Netanyahu's highly anticipated turn at the United Nations, during which he repeatedly denounced the global organization as anti-Israel, was met with jeers by some delegates who walked out, but cheers and applause from his backers.
"As long as Hezbollah chooses the path of war, Israel has no choice, and Israel has every right to remove this threat and return our citizens to their homes safe," Netanyahu told the UN General Assembly.
"We will continue degrading Hezbollah until all our objectives are met."
His remarks appeared to undermine a truce proposal unveiled by the United States and France after President Joe Biden and his French counterpart, Emmanuel Macron, met on the sidelines of the UN gathering.
The White House has said that the ceasefire call had been "coordinated" with Israel, but Netanyahu's office on Thursday said that the prime minister had not responded to the proposal.
Netanyahu also issued a blunt warning to Iran in his UN address, saying: "I have a message for the tyrants of Tehran. If you strike us, we will strike you.
"There is no place in Iran that the long arm of Israel cannot reach, and that's true of the entire Middle East," he added.
Delegates representing Lebanon, Iran, the Palestinians and others exited the room as Netanyahu took the rostrum for his speech.
"We have no interest in listening to the war criminal Netanyahu and to his lies," Majed Bamya, the Palestinian deputy ambassador to the UN, wrote on X alongside an image of his delegation's empty seats.
Netanyahu was "promising to repeat the atrocities committed in Gaza in Lebanon, (he) has nothing to do at the podium of the General Assembly," Bamya added in a subsequent post.
Netanyahu said at the start of his speech that "after I heard the lies and slanders leveled at my country by many of the speakers at this podium, I decided to come here and set the record straight."
Ahead of his appearance, protesters gathered outside Netanyahu's hotel in New York to demand an end to the violence in Gaza and Lebanon.
'Deadliest period'
Hezbollah and Israel have been locked in a deadly exchange of cross-border fire since the Iran-backed group's Palestinian ally, Hamas, attacked Israel on October 7.
Netanyahu vowed Friday that "Hamas has got to go" and would have no role in the reconstruction of Gaza as he vowed to fight until "total victory."

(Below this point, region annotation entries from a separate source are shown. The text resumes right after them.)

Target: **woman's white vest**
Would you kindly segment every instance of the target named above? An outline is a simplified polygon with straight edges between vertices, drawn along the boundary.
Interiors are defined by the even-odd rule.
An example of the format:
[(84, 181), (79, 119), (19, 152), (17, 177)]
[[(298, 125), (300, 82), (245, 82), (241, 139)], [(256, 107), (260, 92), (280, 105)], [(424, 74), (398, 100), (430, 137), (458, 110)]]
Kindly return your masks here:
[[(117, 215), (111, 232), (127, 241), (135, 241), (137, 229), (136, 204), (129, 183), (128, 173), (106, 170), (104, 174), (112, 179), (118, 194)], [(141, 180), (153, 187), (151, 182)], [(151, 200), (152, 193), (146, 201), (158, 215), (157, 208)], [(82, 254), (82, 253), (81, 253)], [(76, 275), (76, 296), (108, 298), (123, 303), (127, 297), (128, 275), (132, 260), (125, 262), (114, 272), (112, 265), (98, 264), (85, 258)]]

Since Monday, Israel has shifted its focus from Gaza to its northern front with Lebanon, where heavy bombing has killed 700 people and sparked an exodus of around 118,000 people.
The UN said Friday that a "catastrophic" intensification of Israeli attacks targeting Hezbollah militants had left Lebanon facing its "deadliest period... in a generation."
The Israeli strikes have brought the overall death toll in Lebanon to more than 1,500 people killed in nearly a year of clashes, according to Lebanese authorities.
That toll surpasses the 1,200 mostly civilians killed during the 2006 war between Israel and Hezbollah, which also killed around 160 Israelis, most of them soldiers.